天台宗ニューヨーク別院
初のアメリカ本土開教拠点
森定延暦寺執行大導師により地鎮祭
六月八日、米国ニューヨーク州イースト・チャダムの「天台宗ニューヨーク別院」で本堂の地鎮祭が厳修され、日本天台宗来賓や、檀信徒はじめ関係者約七十名が随喜した。同別院の聞真・ポール・ネエモン住職は一九九五年に「カルナ・天台・ダルマセンター」を設立。以来、家畜飼料小屋を改造した仮本堂で、仏教に関してのディスカッションや、坐禅止観を毎週欠かさず行なってきている。本堂は明年に完成の予定であり、天台宗では初めてアメリカ本土での本格的な開教のスタートを意味する。
そこで、天台宗海外伝道事業団(杉谷義純理事長)では、四年前、現在地にネエモン師を支援するために借地であった境内地三万九千坪を取得し、ニューヨーク別院として天台宗と正式に包括関係を結んだ。
住職のネエモン師は、米国にて二十年ほど禅を研究し、一九八九年より医学、生物学、人類学の研究のため来日。研究のかたわら、仏教の勉強を続け、大正大学の一島正真教授を戒師に得度している。

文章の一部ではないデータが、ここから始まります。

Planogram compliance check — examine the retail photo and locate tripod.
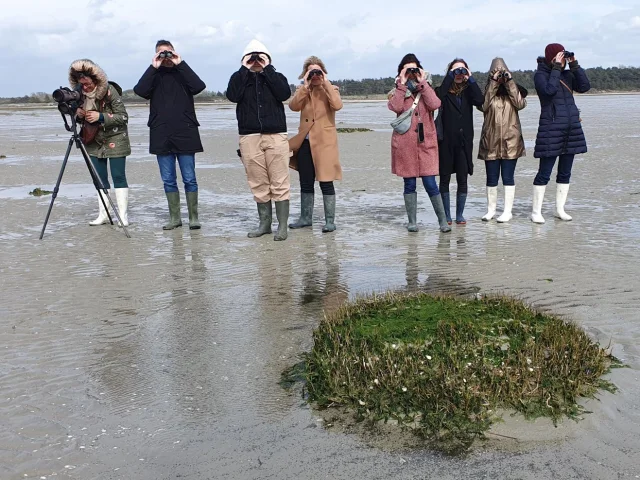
[40,107,131,240]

一九九四年にニューヨークに戻り、ダルマセンターを設立、布教活動を開始。二〇〇一年には比叡山行院にて四度加行を遂行。現在サイモンズ・ロック大学にて仏教及び日本文化を講義し、また、ホスピス倫理委員会委員長や幾つもの異宗教間会話団体のメンバーとしても活躍するなど、地域社会への貢献もめざましい。そして、日本人である珠美夫人は昨年妙法院で得度を受け、夫のネエモン師の布教を助けている。
同日の地鎮祭の大導師は、森定慈芳総本山延暦寺執行が勤め、副導師にはネエモン住職、衆僧には工藤秀和天台宗総務部長、小川晃豊宗議会議員、山田俊和事業団副理事長はじめ、事業団事務局のメンバーが出仕した。
アメリカ本土で行われた天台の儀式としては一番大きく、地元参加者たちは日本の僧侶の立ち居振る舞い、荘厳なる声明に驚きと感動をあらたにしていた。
ニューヨーク別院は、ネエモン住職はじめ全員がアメリカ人の信者で、全て英語での布教。法要なども、日本と変わらぬ形でおこなっている。当日の地鎮祭でも、般若心経などは英語で唱えられた。
地鎮祭の後の懇談会では、ネエモン住職からこれまでの活動報告と、今後の海外布教の方針が説明され、更に外国人僧侶育成のシステムの必要性が訴えられた。そして、九月から始まる本堂と将来には行院となる修行道場の建設説明が行なわれた。
-ネエモン住職に期待-
ニューヨーク別院は三年前に天台宗と包括関係を結んでおり、信者は百五十人ほど。ネエモン住職は「宗門と密に連絡を取って、北米の一大拠点にしていきたい」と語っている。
森定延暦寺執行は「ニューヨーク別院は、豊かな自然に恵まれた素晴らしい場所である。天台宗が、日系移民ではなく、現地の人びとに布教するのは初めての試みであり、システムの確立や、宗門と密接に連絡を取りつつ、住職への適切なアドバイスが必要であろう。ネエモン住職の今後の精進に多いに期待したい」と語っている。